Tuesday, December 6th 2016 marks the 27th anniversary of the Montreal Massacre, where 14 female students of the École Polytechnique in Montreal were killed and another 10 women were injured by gunshot wounds. They were victims of a misogynistic attack by a student named Marc Lépine. Four male students were also injured.
Marc Lépine broke into the classes at the university, demanded that the male students leave the room and opened fire against the female students while spouting anti-woman propaganda. He later committed suicide. This tragedy shocked the country and gained notoriety around the world not only due to the brutal nature of the attack or the number of victims, but also due to the clearly sexist basis of the brutal massacre. Despite the media and the conservative sectors attempt to deny it, this was a clear anti-woman attack.
In 1991, the Canadian parliament proclaimed the day of the massacre the “ National Day of Remembrance and Action Against Violence Against Women.” Since then, on this date the women’s movements in Canada organize demonstrations to honor the memory of the victims and to fight violence against women.

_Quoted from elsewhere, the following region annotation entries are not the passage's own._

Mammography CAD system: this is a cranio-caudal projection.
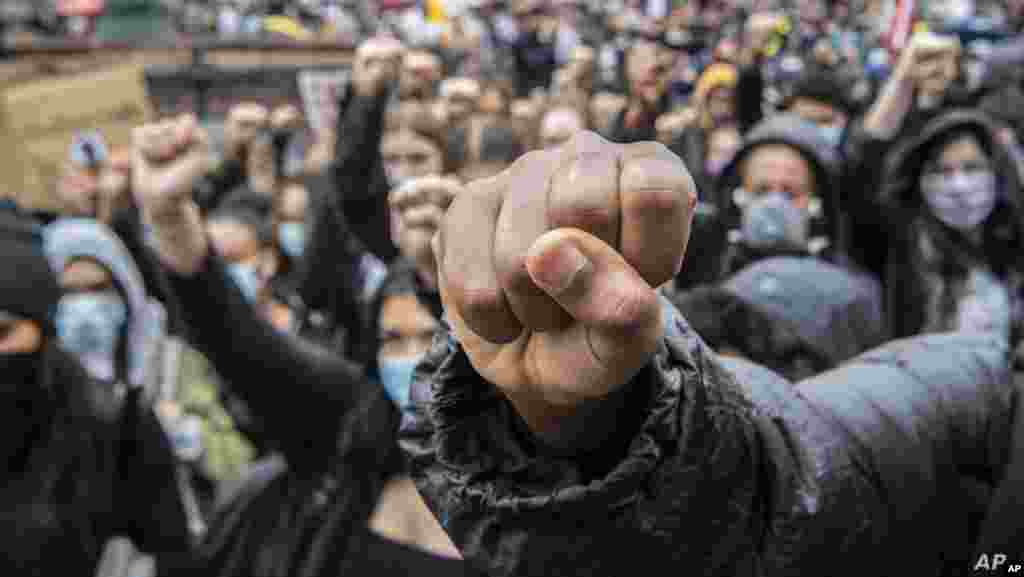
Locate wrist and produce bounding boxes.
[146,201,209,277]
[506,384,632,453]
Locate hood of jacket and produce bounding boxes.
[883,110,1024,220]
[44,218,166,386]
[717,114,846,262]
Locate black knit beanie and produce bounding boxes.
[0,211,60,336]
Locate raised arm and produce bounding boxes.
[133,117,366,461]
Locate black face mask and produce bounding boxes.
[0,352,39,393]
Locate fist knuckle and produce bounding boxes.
[599,282,658,332]
[456,284,505,318]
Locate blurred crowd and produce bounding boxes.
[6,0,1024,577]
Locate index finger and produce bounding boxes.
[618,142,697,287]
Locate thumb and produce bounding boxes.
[526,229,662,366]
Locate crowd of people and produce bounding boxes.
[0,0,1024,577]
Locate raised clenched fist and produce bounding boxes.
[224,102,270,163]
[434,132,696,430]
[352,37,406,98]
[131,115,210,274]
[388,176,462,284]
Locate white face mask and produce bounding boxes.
[741,192,810,250]
[921,170,996,233]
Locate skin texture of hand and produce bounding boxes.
[224,102,270,162]
[433,132,696,436]
[388,176,462,285]
[131,115,210,275]
[352,38,406,98]
[270,105,302,130]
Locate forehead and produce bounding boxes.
[933,133,985,164]
[60,258,113,288]
[403,50,440,70]
[708,128,742,147]
[629,42,660,65]
[381,130,440,156]
[541,109,583,133]
[791,98,840,120]
[743,145,811,181]
[207,217,259,260]
[379,294,437,334]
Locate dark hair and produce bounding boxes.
[914,124,1024,276]
[445,116,525,171]
[788,67,854,114]
[208,191,274,246]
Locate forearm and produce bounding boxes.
[863,65,914,140]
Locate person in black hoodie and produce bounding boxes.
[0,212,191,576]
[847,110,1024,342]
[608,38,671,142]
[512,0,558,98]
[133,111,483,576]
[401,129,1021,576]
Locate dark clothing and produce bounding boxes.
[512,33,558,98]
[193,161,246,215]
[329,91,398,265]
[846,111,1024,338]
[665,257,887,380]
[0,345,191,576]
[401,303,1016,576]
[705,114,851,278]
[159,257,479,577]
[111,205,184,336]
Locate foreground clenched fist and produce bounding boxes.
[434,132,696,430]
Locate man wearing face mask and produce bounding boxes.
[715,115,847,277]
[45,218,165,386]
[0,213,190,576]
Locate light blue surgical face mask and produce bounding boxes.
[56,292,128,380]
[818,124,843,149]
[377,356,421,411]
[278,222,306,259]
[742,192,809,250]
[227,262,260,302]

Born in Montreal, the shooter Marc Lépine (originally named Gamil Rodrigue Liass Gharbi) was born to a family in which gender-based violence was common practice. In a letter written on the day of the attack, Lépine left no doubt about his motivation for the massacre, which was to “put an end” to the feminists, to whom he refers as “virago” ( “j’ai décidé de mettre des bâtons dans les roues à ces viragos.”). “Virago” is a pejorative term used to call women “aggressive” and “masculine”. In the letter, he details his frustrated attempt to join the Canadian military and how the application made him delay the execution of his plan, demonstrating that the attack was premeditated.
At the time of the massacre, there were many attempts to blame the shooting on the killer’s mental health, his familial environment and professional failure. All of this analysis ignored all possible feminist interpretation of systemic sexism, making the shooting sound like an isolated, exceptional case. According to Melissa Blais in her study about sexism and the massacre many considered Lépine a mentally ill, poor, sick man. This made it possible to neutralize the political debate, preventing the shooting from being seen as one more case of violence against women.
Recently there have been many notable cases of violence and hatred against women, like the emblematic case of Jyoti Pandey, the Indian student who was murdered after being gang-raped and beaten by 6 men, the case of the Brazilian teenage girl who was gang-raped by 30 men or even the most recent case an Argentine girl was raped and then brutally tortured and killed. These cases and so many others happen everyday around the world. Women suffer and die due to the sexism and misogyny that is so deeply ingrained in our society. At the same time, we have had some very important examples of women who stood up against oppression. In Brazil, thousands took the streets against rape culture; in Argentina, thousands took the streets and even organized work stoppages under the banner #NiUnaMenos. Without a doubt, the only way to fight sexist violence is the organization of the women’s movements together with all the oppressed and exploited sectors of society. Only a movement with thousands of women who organize at each school, university and workplace to take the streets can fight the sexist oppression intrinsic to capitalism.
In memory of the victims of the “Montreal Massacre”, in solidarity with the friends and family that suffered and in solidarity with all the victims of gender-based violence, we will keep fighting to end violence against women in Canada, the United States, India, Brazil, Argentina and around the world.